The Cornell area was long visited by Sioux and Chippewa people passing up and down the Chippewa River.

The early white settlement was called Brunet Falls, named for Jean Brunet, who opened a trading post in the area in 1843. Brunet was a French-born American who served in the U.S. Army and led the building in 1836 of the first dam and sawmill in the then-wilderness at Chippewa Falls. After that he moved up the river another 30 miles and built a log cabin a mile below what would become Cornell on the west bank of the river. From his log cabin he ran a trading post that initially served Indians, and later grew into a stopping place (inn) for loggers and traders heading upriver.
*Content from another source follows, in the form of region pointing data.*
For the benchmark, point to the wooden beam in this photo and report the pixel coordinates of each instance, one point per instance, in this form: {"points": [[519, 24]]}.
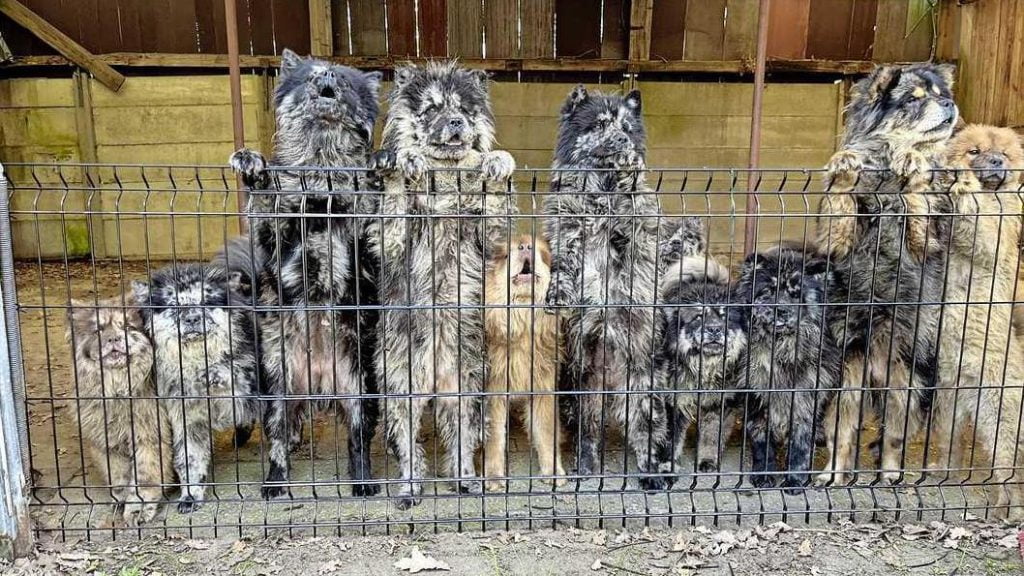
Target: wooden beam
{"points": [[640, 18], [321, 29], [62, 43], [130, 59]]}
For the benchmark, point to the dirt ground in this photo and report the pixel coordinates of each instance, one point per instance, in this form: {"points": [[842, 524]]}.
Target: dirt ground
{"points": [[970, 548]]}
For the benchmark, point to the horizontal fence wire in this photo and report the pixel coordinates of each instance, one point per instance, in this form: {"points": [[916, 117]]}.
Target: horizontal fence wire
{"points": [[383, 358]]}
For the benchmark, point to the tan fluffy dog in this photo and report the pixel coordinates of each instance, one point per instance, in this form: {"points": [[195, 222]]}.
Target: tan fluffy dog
{"points": [[519, 337], [977, 345]]}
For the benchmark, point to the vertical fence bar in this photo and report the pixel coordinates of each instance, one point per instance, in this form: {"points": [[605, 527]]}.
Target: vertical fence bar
{"points": [[15, 537], [750, 221]]}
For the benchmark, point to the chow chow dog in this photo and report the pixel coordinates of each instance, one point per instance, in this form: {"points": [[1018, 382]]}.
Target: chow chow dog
{"points": [[793, 366], [981, 362], [522, 352], [325, 120], [898, 121], [437, 165], [205, 364], [603, 229], [118, 414]]}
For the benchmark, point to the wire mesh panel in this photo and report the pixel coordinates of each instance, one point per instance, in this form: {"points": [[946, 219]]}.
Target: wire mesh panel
{"points": [[451, 355]]}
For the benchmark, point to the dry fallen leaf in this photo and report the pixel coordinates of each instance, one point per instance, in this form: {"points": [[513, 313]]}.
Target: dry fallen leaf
{"points": [[418, 563]]}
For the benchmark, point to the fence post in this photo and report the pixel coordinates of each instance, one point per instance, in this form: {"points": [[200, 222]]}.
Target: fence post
{"points": [[15, 534]]}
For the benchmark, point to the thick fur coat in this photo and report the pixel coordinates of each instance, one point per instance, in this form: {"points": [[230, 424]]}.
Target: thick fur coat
{"points": [[793, 365], [602, 225], [981, 361], [205, 364], [443, 214], [522, 344], [325, 118], [882, 250], [118, 414]]}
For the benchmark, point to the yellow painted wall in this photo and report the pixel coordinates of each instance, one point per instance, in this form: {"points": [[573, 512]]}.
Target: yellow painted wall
{"points": [[184, 212]]}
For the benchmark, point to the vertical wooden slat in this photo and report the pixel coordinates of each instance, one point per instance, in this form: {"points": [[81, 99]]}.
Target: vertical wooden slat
{"points": [[321, 28], [368, 28], [668, 23], [582, 37], [615, 42], [291, 24], [705, 36], [862, 30], [787, 28], [339, 28], [500, 25], [465, 29], [433, 28], [828, 30], [401, 28], [740, 30]]}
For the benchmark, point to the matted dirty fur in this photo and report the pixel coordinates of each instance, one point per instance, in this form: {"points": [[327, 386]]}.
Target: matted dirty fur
{"points": [[325, 120], [119, 416], [437, 162], [792, 366], [522, 343], [602, 223], [981, 359], [205, 364], [897, 123]]}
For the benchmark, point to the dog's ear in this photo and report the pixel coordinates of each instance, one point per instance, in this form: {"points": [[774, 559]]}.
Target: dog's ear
{"points": [[289, 62], [881, 82], [947, 72], [404, 75], [373, 80], [577, 97], [633, 101]]}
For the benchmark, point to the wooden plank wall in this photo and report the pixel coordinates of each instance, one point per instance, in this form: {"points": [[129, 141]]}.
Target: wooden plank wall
{"points": [[690, 30], [158, 121]]}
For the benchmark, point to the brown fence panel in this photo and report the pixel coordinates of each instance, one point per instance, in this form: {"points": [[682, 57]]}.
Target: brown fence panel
{"points": [[582, 38], [668, 24], [433, 28]]}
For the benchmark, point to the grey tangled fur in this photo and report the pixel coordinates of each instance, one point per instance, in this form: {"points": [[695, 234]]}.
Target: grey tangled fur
{"points": [[325, 117], [205, 364], [436, 261], [599, 262]]}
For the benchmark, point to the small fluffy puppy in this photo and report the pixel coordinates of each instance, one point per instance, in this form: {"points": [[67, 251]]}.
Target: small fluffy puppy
{"points": [[118, 415], [205, 364], [325, 123], [793, 366], [978, 346], [602, 224], [897, 123], [521, 347], [437, 162]]}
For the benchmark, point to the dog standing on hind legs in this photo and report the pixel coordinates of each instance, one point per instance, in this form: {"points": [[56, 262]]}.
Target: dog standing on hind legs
{"points": [[437, 163], [602, 225], [981, 360], [325, 119], [898, 120], [521, 347]]}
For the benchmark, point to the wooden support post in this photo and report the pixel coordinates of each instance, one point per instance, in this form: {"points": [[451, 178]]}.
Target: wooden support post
{"points": [[61, 43], [321, 29]]}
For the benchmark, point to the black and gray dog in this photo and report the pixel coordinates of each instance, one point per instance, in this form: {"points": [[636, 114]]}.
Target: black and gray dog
{"points": [[602, 225], [205, 364], [325, 116], [793, 365], [437, 163]]}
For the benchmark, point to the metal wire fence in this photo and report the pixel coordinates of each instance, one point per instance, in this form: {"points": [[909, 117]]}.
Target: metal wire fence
{"points": [[380, 361]]}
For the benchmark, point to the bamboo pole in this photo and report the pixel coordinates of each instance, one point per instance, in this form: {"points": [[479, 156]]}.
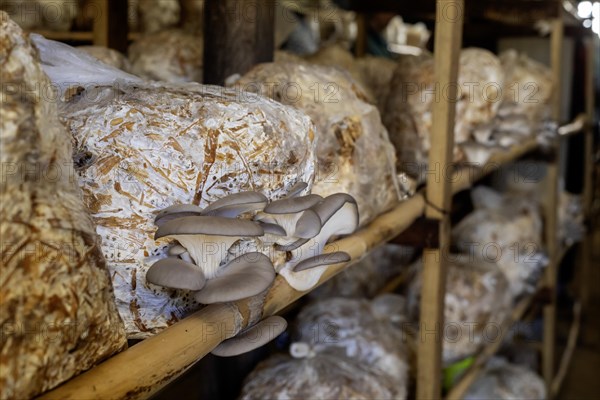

The city was named for Ezra Cornell, one of the founders of Western Union, who owned a very large amount of timber land in the area. Upon his death in 1874, this land became a part of the endowment for the Ivy League university that bears his name.

Cornell has the U.S.'s only surviving pulpwood stacker, a huge device built next to the Chippewa River in 1911 to quickly and safely stack large quantities of pulpwood logs for storage until they could be processed in the paper mill nearby. The stacker has been unused since 1971, but is considered a historical treasure.

==Geography==
Cornell is located at (45.165328, -91.149044).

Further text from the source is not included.